The bill, sponsored by Councilmen Darrell Clarke and Bill Greenlee, was moved back to the regular legislative calendar, with a chance that an amended version could get final passage before Council breaks for the summer.
Greenlee said the amendments would exempt workplaces covered by union contracts. In addition, the number of sick days that workers could earn would be limited. Workers at businesses with 10 or fewer workers could earn up to four sick days, while those at larger businesses could earn up to seven, Greenlee said.
Greenlee said he hoped the changes would ease the fears of many in the business community. He added that he thinks he has enough votes to pass the legislation. The soonest the bill could receive final passage and be sent to the mayor for approval would be June 9.

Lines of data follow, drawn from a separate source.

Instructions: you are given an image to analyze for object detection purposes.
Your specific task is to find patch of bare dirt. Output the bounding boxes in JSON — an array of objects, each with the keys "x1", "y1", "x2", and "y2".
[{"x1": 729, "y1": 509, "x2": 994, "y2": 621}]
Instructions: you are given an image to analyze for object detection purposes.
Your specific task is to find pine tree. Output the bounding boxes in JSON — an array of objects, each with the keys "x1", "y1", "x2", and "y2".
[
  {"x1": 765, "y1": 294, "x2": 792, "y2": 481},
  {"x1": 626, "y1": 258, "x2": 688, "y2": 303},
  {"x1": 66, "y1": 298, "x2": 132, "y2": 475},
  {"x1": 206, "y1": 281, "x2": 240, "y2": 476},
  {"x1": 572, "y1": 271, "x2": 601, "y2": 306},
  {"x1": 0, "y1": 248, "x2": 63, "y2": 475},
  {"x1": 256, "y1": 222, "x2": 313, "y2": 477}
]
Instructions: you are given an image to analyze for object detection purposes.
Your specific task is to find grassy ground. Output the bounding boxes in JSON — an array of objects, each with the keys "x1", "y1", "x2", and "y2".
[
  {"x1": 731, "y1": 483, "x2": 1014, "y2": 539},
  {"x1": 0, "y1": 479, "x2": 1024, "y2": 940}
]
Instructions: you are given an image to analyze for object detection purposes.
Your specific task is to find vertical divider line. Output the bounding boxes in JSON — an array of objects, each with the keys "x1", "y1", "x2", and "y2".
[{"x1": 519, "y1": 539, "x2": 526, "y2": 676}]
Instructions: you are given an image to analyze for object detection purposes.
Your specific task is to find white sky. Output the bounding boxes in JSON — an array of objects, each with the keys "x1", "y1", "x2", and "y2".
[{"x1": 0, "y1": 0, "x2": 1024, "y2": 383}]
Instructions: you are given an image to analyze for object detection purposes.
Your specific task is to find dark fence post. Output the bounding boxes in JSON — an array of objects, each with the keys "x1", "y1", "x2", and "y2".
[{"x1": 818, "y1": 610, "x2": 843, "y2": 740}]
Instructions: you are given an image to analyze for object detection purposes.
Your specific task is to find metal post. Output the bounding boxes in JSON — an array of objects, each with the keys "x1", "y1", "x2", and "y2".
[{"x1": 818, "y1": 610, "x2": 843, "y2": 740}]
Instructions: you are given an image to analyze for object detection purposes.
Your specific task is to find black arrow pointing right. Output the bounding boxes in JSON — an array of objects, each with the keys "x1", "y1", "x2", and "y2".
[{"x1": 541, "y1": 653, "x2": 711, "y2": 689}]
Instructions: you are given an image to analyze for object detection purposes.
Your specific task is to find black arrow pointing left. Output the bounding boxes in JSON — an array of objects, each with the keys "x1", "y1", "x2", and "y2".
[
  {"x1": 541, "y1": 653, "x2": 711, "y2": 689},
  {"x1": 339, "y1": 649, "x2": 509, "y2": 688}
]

"Is it government's role to try to help?" Greenlee asked. "The most noteworthy stuff government does is addressing unfairness."
The sick-leave legislation has prompted heated debate since its introduction in March. Advocates say the bill would help provide a safety net for an estimated 210,000 Philadelphia workers who don't have paid sick days. But some businesses have raised concerns. The Greater Philadelphia Chamber of Commerce opposes the bill, saying it could hurt job creation in a tough economic time.
Mayor Nutter opposes the bill, saying it could be bad for business. A spokesman this week declined to comment on whether Nutter would veto the bill if it passes out of Council.